Since being named CEO of Yahoo seven months ago, Marissa Mayer has consistently made the headlines. First, by taking over the helm while five-months pregnant. Second, by going back to work two weeks after giving birth. Third, by helping the fledgling company increase profits last year.
But the biggest headline yet might be about her new policy, announced last Friday, ending all telecommuting. In a memo, she stated: “To become the absolute best place to work, communication and collaboration will be important, so we need to be working side-by-side.”
Her announcement, not surprisingly, has been greeted by overwhelming outrage on the tech blogs and mommy blogs and in the business world – with the vast majority accusing Mayer of being inflexible, retrograde, and insensitive to work-life balance.
But there are a few folks out there who see Mayer’s new policy as smart business. John Sullivan is one of them. A professor of management at San Francisco State University, he’s also a human resources advisor who’s worked with Yahoo, Google, Apple, and nearly 200 other companies.
According to him, Yahoo’s move is not surprising given their competitors: “Not every firm needs to be a thorough innovator, but Yahoo does because its competition is Google and Apple, which are clearly innovators.

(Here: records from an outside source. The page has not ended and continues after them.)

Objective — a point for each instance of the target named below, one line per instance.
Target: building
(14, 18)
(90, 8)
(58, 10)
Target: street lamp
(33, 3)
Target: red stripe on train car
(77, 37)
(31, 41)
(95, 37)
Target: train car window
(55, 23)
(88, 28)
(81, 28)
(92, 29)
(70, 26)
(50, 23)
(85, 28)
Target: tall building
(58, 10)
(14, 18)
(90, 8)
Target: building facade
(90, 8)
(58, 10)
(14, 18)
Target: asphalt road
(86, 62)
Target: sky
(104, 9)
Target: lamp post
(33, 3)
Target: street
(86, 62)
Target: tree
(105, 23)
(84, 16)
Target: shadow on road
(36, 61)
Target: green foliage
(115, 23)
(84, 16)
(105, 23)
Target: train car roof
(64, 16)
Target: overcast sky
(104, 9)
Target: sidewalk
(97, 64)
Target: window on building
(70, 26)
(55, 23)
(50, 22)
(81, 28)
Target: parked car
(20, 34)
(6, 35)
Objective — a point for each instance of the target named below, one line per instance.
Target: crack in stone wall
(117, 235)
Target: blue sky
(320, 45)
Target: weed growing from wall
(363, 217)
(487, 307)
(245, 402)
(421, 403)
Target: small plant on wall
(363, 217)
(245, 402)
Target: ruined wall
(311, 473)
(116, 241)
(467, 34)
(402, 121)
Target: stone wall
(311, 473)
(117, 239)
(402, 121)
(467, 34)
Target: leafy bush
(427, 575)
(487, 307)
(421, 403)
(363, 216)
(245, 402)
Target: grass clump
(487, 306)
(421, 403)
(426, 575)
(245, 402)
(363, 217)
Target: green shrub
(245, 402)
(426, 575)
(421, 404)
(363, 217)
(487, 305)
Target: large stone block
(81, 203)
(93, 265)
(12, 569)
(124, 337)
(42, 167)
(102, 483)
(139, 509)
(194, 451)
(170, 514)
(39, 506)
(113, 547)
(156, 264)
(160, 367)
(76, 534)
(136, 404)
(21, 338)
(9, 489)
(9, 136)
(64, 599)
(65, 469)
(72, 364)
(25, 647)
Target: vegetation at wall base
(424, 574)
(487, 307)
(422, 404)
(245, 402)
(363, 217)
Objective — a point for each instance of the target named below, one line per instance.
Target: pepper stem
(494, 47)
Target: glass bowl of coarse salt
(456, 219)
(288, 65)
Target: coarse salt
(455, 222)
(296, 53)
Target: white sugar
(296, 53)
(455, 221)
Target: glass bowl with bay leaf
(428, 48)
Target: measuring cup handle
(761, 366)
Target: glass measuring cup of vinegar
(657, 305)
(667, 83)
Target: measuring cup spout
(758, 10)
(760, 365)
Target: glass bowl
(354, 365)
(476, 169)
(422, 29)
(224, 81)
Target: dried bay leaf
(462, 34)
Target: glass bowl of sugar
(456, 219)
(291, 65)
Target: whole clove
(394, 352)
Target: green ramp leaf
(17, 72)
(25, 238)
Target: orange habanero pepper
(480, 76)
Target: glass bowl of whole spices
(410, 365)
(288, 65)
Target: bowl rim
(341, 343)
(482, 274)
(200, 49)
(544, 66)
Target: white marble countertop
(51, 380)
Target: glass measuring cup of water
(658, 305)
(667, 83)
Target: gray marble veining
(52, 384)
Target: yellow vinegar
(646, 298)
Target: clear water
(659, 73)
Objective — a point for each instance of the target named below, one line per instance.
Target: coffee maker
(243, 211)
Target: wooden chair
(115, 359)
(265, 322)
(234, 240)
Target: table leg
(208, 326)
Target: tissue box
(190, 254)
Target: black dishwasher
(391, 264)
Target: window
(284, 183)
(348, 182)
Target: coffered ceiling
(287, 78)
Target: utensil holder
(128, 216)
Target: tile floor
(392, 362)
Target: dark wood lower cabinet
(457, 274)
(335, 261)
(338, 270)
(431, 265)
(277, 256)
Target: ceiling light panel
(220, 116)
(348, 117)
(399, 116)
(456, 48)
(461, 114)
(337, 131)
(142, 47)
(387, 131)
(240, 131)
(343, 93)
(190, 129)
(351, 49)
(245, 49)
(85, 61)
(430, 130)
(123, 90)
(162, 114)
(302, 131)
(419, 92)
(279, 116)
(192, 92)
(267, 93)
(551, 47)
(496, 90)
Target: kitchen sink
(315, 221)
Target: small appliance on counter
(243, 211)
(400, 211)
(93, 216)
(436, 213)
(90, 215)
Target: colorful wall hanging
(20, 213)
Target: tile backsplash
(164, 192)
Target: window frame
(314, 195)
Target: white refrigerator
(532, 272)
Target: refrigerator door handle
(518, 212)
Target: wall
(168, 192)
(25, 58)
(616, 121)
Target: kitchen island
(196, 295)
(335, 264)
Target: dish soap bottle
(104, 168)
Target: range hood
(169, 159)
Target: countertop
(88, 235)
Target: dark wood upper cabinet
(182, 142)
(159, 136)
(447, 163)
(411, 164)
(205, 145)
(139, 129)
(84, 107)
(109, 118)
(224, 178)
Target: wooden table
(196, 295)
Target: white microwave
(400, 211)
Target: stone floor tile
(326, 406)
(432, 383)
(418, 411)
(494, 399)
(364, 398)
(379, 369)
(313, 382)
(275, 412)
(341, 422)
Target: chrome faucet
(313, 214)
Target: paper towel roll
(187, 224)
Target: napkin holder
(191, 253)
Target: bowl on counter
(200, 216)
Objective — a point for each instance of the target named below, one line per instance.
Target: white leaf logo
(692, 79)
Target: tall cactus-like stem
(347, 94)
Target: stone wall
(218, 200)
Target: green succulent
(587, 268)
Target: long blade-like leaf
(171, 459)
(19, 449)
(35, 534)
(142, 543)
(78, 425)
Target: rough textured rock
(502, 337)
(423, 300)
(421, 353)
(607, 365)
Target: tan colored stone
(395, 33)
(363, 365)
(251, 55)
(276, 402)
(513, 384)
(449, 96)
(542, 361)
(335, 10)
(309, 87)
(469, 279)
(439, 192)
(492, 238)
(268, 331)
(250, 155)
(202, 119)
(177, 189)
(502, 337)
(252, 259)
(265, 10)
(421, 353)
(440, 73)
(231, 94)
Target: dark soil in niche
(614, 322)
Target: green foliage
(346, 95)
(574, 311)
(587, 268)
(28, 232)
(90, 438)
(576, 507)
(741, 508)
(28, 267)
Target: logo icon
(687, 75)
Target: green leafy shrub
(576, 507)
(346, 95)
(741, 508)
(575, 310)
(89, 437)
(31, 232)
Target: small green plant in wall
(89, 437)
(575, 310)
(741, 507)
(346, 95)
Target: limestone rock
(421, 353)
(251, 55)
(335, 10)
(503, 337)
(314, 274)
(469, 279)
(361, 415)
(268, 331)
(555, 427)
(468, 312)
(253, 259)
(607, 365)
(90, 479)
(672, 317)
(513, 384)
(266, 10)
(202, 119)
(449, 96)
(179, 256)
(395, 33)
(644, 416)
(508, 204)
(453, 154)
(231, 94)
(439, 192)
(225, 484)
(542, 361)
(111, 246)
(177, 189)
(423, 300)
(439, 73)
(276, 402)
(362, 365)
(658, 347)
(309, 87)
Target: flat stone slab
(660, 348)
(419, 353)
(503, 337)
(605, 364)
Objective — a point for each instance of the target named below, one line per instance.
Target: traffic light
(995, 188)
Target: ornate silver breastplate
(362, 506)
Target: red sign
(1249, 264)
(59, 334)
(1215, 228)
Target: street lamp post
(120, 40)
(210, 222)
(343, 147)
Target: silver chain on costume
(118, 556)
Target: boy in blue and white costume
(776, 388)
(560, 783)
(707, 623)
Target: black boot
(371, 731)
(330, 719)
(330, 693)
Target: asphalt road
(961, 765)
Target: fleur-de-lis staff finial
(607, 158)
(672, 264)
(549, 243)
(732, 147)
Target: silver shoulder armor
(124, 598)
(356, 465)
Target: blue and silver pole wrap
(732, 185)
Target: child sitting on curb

So it’s not a trend, it’s they need to be innovative and it turns out that you just get more innovation when people meet and interact, stop and talk to each other, especially people who don’t normally work together.”
Sullivan says that Mayer’s approach is not an emotional one, rather it’s based in scientific research that supports the notion that telecommuting stifles innovation. According to to him, Mayer’s decision can be interpreted as family-friendly in some ways: “This company is going to go down and everyone is going to lose their job. So the focus needs to be on the shareholders and if it’s on women and children, it should be those women and children, because everyone’s going to lose their job if Yahoo doesn’t straighten this out.”